Kamis, 24 Juli 2014

text type Narrative


Text type: Narrative

Narrative is central to children’s learning. They use it as a tool to help them organise their ideas and to explore new ideas and experiences. Composing stories, whether told or written, involves a set of skills and authorial knowledge but is also an essential means for children to express themselves creatively and imaginatively.

Specific features and structures of some narrative types

Children write many different types of narrative through Key Stages 1 and 2. Although most types share a common purpose (to tell a story in some way) there is specific knowledge children need in order to write particular narrative text types. While there is often a lot of overlap (for example, between myths and legends) it is helpful to group types of narrative to support planning for range and progression. Each unit of work in the Primary Framework (fiction, narrative, plays and scripts) provides suggestions for teaching the writing of specific forms or features of narrative. For example: genre (traditional tales), structure (short stories with flashbacks and extended narrative), content (stories which raise issues and dilemmas), settings (stories with familiar settings, historical settings, imaginary worlds) and style (older literature, significant authors).

Features of traditional tales

Traditional or ‘folk’ tales include myths, legends, fables and fairy tales. Often originating in the oral tradition, examples exist in most cultures, providing a rich, culturally diverse resource for children’s reading and writing. Many of these stories served an original purpose of passing on traditional knowledge or sharing cultural beliefs.
They tend to have themes that deal with life’s important issues and their narrative structures are often based on a quest, a journey or a series of trials and forfeits. Characters usually represent the archetypical opposites of good and evil, hero and villain, strong and weak or wise and foolish.
The style of traditional stories usually retains links with their origins in oral storytelling: rich, evocative vocabulary, repetition and patterned language, and strong use of imagery. When written in a traditional style, they also use some archaic language forms and vocabulary. Many regional stories include localised vocabulary and dialect forms.
Different types of traditional tales tend to have some narrative features (purpose, characters, language, style, structure) of their own.

Purpose:

The essential purpose of narrative is to tell a story, but the detailed purpose may vary according to genre. For example, the purpose of a myth is often to explain a natural phenomenon and a legend is often intended to pass on cultural traditions or beliefs.

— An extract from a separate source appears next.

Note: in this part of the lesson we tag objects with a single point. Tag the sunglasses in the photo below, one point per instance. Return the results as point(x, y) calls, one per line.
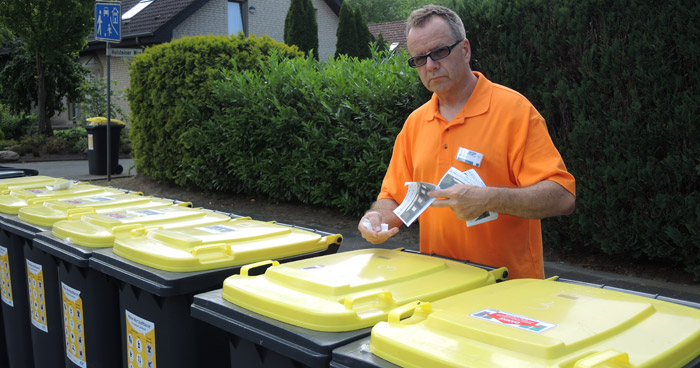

Generic structure Language features Knowledge for the writer
The most common structure is:
  • an opening that establishes setting and introduces characters;
  • a complication and resulting events;
  • a resolution/ending.
Effective writers are not constrained by predictable narrative structure. Authors and storytellers often modify or adapt a generic structure, e.g. changing chronology by not telling the events in order (time shifts, flashbacks, backtracking). Children can add these less predictable narrative structures to their own writing repertoires.
Language features vary in different narrative genres.
Common features:
  • presented in spoken or written form;
  • may be augmented/supplemented/partly presented using images (such as illustrations) or interactive/multimedia elements (such as hypertext/images/video/audio);
  • told/written in first or third person (I, we, she, it, they);
  • told/written in past tense (sometimes in present tense);
  • chronological (plot or content have a chronology of events that happened in a particular order);
  • main participants are characters with recognisable qualities, often stereotypical and contrasting (hero/villain);
  • typical characters, settings and events are used in each genre;
  • connectives are widely used to move the narrative along and to affect the reader/listener:
    • to signal time (later that day, once);
    • to move the setting (meanwhile back at the cave, on the other side of the forest);
    • to surprise or create suspense (suddenly, without warning).
  • Decide on your intended style and impact.
  • Plan before writing/telling to organise chronology and ensure main events lead towards the ending.
  • Visualise the setting and main characters to help you describe a few key details.
  • Rehearse sentences while writing to assess their effectiveness and the way they work together.
  • Find some different ways of telling what characters think and feel, e.g. describe what they did or said.
  • Use some strategies to connect with the reader/listener, e.g. use repetition of the same phrase or the same language pattern; ask them a question or refer to the reader as ’you’. What on earth was happening? Who do you think it was?
  • Show how the main character has changed or moved on in some way at the end.
  • Read or listen to the whole text as if you are the reader/listener or try it out on someone else: check that it makes sense and change anything that could work better.